Les internés confinés derrière les barbelés, éprouvent une véritable fascination pour le monde extérieur.

Plusieurs dizaines d'années après, les survivants avouent qu'ils ressentent encore, toujours aussi présente, cette angoisse de ne pas appartenir tout à fait au monde des vivants. L'ancien de Gurs, le Gursien, c'est encore un reclus qui s'étonne parfois d'évoluer aujourd'hui à l'extérieur.

Nous ne reviendrons pas ici sur les rapports avec le personnel français ou sur le marché noir, présentés par ailleurs.

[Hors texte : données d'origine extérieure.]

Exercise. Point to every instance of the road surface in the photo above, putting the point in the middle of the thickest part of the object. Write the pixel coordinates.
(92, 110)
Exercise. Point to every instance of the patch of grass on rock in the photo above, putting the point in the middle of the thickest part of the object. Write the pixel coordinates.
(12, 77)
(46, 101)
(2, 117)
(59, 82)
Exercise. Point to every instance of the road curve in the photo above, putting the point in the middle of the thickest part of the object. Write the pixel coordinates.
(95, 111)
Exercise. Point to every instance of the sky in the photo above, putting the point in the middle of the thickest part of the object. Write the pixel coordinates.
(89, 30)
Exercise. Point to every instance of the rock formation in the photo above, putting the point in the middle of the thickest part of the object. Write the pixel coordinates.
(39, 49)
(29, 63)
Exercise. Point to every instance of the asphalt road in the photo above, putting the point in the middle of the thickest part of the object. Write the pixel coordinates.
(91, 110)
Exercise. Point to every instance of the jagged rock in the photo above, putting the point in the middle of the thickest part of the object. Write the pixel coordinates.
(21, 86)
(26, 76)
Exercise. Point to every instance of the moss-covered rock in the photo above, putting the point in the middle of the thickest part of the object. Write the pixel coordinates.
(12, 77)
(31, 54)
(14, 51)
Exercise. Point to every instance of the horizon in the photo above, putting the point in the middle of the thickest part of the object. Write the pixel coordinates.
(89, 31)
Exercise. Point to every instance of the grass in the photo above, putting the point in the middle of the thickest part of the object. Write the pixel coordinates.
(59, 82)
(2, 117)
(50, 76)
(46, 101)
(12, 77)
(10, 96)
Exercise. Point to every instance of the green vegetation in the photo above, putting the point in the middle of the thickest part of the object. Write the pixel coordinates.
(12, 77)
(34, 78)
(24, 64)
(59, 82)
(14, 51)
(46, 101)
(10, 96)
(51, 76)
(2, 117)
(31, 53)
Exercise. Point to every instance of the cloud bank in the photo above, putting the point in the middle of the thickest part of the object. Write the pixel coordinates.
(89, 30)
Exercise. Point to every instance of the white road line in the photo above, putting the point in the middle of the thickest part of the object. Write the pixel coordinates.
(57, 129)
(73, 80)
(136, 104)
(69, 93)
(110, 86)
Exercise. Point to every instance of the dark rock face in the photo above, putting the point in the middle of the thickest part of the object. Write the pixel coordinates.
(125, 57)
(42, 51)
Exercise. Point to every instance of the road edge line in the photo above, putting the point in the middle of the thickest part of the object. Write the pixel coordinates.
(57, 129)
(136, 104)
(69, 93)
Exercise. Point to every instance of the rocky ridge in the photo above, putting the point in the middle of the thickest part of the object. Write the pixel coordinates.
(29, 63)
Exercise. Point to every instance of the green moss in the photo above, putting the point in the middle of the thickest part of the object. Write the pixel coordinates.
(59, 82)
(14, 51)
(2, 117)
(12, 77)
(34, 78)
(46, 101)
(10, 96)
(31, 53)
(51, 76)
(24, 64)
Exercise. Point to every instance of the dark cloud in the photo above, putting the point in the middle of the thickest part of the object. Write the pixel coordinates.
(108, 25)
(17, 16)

Nous abor­derons seulement les autres formes de contacts quotidiens : les visi­tes, le courrier et l'action des Œuvres philanthropiques.

Camp de Gurs | Les contacts avec l’extérieur | Gurs (64)

Le spectacle du camp

Un des principaux soucis des préfets qui se sont suc­cédés à la tête du département de 1939 à 1944 (Ange Chiappe, Emile Ducommun, Paul Grimaud et Jean-Paul Tomasi) est de limiter autant que faire se peut les conséquences de la présence des Gursiens en terre béarnaise. Pour cela, il convient non seulement de les contrôler étroi­tement, mais aussi de réglementer leurs possibilités de contact avec d'éventuels visiteurs. Tout un arsenal de décisions admi­nistratives est adopté en ce sens, dès l’été 1939 : réglementation de la circulation automobile autour du camp, interdiction de stationner son véhicule « au droit du camp de Gurs, sur une longueur de deux kilomètres de la RN 636 », et même interdiction du stationnement des piétons, etc... En réalité, les piétons, les curieux et les badauds ont toujours circulé autour du camp, particulièrement le dimanche après-midi, malgré la mauvaise humeur affichée à leur encontre par les gendarmes et les gardiens.

Car les arrêtés préfectoraux visent davantage la famille ou les proches des internés que les habitants de la région. Ces derniers trouvent toujours un prétexte pour expliquer leur présence sur la route nationale jouxtant le camp : soit la visite à un gardien, soit une question liée au ravitaillement, soit une halte-rafraichissement dans une des gargotes des mercantis. Les visiteurs étrangers, en revanche, décontenancés par les injonctions des gardiens et peu enclins à demander conseil aux mercantis, sont directement touchés. Ce sont eux, d'abord, qui sont éloignés du camp.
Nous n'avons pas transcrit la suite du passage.